Stress is one of the main reasons for my symptoms. I remember being in tenth grade, swamped with homework, and working through the fact that I had been re-diagnosed again, feeling as though everything was piling up against me. Talking about my issues had caused me to lose friends and isolated me to the point where I didn’t know if it was ever going to get better.

I acknowledge now that going through my sophomore year’s struggles only made me reflect upon myself and truly find the things that help me cope, but also showed me the extremely negative cultural stigma of severe mental illnesses.

The most common portrayal of individuals with schizophrenia in movies, books and tv shows is a homicidal maniac that has little control over himself or herself. This could not be further from the truth. It pains me every single time I hear someone use a mental illness as a colloquialism for a minor issue they are having or see another schizophrenic homicidal maniac in a movie I am watching.

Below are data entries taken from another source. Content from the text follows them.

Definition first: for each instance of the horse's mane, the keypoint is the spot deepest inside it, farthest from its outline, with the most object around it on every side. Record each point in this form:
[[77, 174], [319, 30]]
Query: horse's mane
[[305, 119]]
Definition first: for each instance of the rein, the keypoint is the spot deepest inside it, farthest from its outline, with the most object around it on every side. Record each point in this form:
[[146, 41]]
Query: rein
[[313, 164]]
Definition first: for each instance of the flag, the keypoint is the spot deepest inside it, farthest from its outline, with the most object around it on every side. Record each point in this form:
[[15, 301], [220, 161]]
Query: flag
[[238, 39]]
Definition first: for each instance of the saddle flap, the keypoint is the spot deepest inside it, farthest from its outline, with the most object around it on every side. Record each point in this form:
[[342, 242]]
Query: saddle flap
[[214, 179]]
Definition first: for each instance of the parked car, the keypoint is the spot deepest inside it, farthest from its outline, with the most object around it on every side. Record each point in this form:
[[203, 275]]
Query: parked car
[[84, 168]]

Currently the Equal Employment Opportunity Commission technically protects individuals from being fired on the basis of mental illnesses. However, they can choose not to hire an individual with a mental illness if the issue is apparent and/or would affect work performance. That means if an employer has an issue with my condition, they can choose not to hire me altogether, which forces me to stay quiet about my struggles.

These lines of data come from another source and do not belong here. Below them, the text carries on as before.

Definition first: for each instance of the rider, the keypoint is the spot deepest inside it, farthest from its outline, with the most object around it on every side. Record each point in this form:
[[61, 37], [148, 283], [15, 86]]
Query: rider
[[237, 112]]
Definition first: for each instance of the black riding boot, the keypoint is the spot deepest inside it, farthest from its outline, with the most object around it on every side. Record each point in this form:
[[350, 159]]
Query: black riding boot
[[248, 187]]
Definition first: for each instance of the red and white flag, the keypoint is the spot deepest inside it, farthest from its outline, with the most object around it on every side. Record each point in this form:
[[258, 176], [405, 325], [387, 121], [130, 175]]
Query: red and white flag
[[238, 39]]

Living life in fear and resentment of something I have no control over causes a different kind of anguish.

Every time I am struggling, or even when I am looking back on a time I was struggling, I find that I am angered by the fact that I have to deal with it. I’ve spent so much time asking myself, “Why me? Why am I the one who has to deal with this? Why won’t this just go away?” At times it gets really rough because I just don’t want to deal with it anymore, but I acknowledge that it may never fully go away.

Although I face a unique struggle, I don’t wish for special treatment.

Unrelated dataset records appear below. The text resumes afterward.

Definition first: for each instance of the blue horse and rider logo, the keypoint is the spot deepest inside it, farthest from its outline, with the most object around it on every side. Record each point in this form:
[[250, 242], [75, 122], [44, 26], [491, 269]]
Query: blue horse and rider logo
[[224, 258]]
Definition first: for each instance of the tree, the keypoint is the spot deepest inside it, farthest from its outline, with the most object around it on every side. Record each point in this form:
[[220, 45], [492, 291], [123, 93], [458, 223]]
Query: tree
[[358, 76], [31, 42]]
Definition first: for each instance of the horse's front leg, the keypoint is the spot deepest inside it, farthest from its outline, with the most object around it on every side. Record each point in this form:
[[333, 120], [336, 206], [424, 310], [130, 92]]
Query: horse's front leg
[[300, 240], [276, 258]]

For a long time I was avoiding conversations about it and even pushed off going to see someone about my symptoms simply because I didn’t want the negative connotation of having schizoaffective disorder to affect my life. Now, it seems that the best way for me to express my struggles and cope a little better is to be open and honest about the struggles I am facing.

It is important that as a society, we acknowledge that serious mental illness does not make a person inherently bad. Just because a person has something like schizoaffective disorder does not mean they are a homicidal maniac like society and pop culture may portray them to be.
Society has an extremely large problem with jumping to conclusions based on loose evidence. People make assumptions that can sometimes affect others for the rest of their lives. The best way to change the culture surrounding serious mental illnesses is to educate ourselves and to be understanding that everyone is fighting their own struggle.

 

All views shared in the Opinions section of The Chatterbox belong to their respective authors, and may not represent the views of the publication as a whole.